Isolation of phage was performed using the previously described method with slight modifications (21). The E. faecalis V583 was used as a host for phage isolation and propagation. Briefly, hospital sewage effluent from Shariati Hospital (Tehran, Iran) was centrifuged (centrifuge 5430R, rotor FA-45-24-11HS; Eppendorf) for 15 min at 4,000 rpm to precipitate bacteria. The supernatant was filtered for the presence of phages through a sterile membrane filter 0.45 μm -pore-size (Merck Millipore, Ltd., Ireland) and stored at 4°C. 10 mL of logarithmic V583 cultures were inoculated with 10 mL of filtered sewage and incubated at 37°C, 80 rpm for 24 h. This enrichment process was repeated several times until complete lysis was obtained.

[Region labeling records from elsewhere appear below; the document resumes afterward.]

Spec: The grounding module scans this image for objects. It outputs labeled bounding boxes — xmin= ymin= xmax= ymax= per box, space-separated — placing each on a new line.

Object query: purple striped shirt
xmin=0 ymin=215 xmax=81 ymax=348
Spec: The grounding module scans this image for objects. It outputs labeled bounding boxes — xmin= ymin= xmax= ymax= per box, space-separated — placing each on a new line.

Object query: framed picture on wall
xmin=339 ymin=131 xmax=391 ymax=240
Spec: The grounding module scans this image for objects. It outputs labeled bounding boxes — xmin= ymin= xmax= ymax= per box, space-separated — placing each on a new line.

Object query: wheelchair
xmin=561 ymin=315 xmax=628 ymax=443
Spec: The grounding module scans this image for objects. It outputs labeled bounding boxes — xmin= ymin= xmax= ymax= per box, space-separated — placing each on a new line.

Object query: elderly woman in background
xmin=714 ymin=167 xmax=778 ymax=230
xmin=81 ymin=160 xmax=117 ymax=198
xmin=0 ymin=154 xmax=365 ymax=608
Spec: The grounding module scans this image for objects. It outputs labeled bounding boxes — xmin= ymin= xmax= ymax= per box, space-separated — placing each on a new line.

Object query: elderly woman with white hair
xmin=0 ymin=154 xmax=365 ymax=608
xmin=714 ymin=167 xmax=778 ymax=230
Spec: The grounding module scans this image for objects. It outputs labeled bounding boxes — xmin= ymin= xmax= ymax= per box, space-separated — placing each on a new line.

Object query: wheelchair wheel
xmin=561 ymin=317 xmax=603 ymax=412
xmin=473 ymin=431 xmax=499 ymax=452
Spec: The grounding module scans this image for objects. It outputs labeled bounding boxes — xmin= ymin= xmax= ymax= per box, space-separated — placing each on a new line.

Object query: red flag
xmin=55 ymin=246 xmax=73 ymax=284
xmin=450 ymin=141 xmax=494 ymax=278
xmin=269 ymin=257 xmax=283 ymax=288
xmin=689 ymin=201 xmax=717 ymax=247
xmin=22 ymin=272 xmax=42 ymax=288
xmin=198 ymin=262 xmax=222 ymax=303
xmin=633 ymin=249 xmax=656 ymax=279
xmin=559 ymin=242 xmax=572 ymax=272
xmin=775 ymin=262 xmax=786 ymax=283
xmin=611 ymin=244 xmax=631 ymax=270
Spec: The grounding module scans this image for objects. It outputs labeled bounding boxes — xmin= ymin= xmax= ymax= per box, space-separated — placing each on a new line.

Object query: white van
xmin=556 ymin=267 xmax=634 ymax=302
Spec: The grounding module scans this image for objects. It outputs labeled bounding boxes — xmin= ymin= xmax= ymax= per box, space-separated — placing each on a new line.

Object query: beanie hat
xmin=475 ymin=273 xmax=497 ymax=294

Plaque Assay, Purification, and Titration

The double-layer agar (DLA) method was performed for phage plaque assay (23). 1 mL of phage lysates was filtered and was added to 5 mL melted BHI soft agar (0.7% wt/vol agar, 7 mL, 45°C) containing 0.5 mL of logarithmic V583 culture. The mixture was spread on BHI agar and then incubated overnight at 37°C as described above. A clear plaque was transferred into a tube containing BHI broth and logarithmic phase V583 for purifying phage particles, and plaque assay was repeated three times. The concentration of phage particles within the lysate was determined according to the standard method (23). Briefly, for titration of phage particles, 100 µL of the lysates were serially diluted 10-fold into 900 µL of BHI broth. 100 µL of the logarithmic phase of V583 and each phage dilution were added to 3 mL of BHI soft agar, and the plaques were obtained as described previously. Finally, the plaques were counted and expressed as plaque-forming units (PFU/mL).

Electron Microscopy

The morphology of the isolated phage particles was examined by Transmission Electron Microscopy (TEM), as previously described (22). Briefly, 10 µL of purified phage particles were deposited onto the surface of a carbon-coated copper grid for 3-5 min and stained with 1% (w/v) uranyl acetate (pH = 7). Micrographs were obtained using a Zeiss LEO 906 TEM (Carl Zeiss LEO EM 906 E, Germany) at an accelerating voltage of 100 kV.

Host Range Determination

The host range was determined by Kutter's spot test method on 13 clinical strains of vancomycin-resistant Enterococcus faecalis (VREfs) (23). For this purpose, bacterial strains were first cultured in a liquid BHI medium at 37°C for 24 h. Then, 1 mL of each strain was added to 6 mL of BHI soft agar and spread onto BHI agar. After getting dried, 10 µL of the pure phage suspension (10⁹ PFU/mL) was spotted on the bacterial strain. Following overnight incubation at 37°C, lytic activity was checked for bacterial susceptibility to the phage. The double-layer agar method was also performed on the condition that the spot test was positive. Thirty-four clinical strains of Enterococcus faecium resistant to vancomycin, JH-2-2 (E. faecalis sensitive vancomycin), and Enterococcus gallinarum were also utilized to determine the host range.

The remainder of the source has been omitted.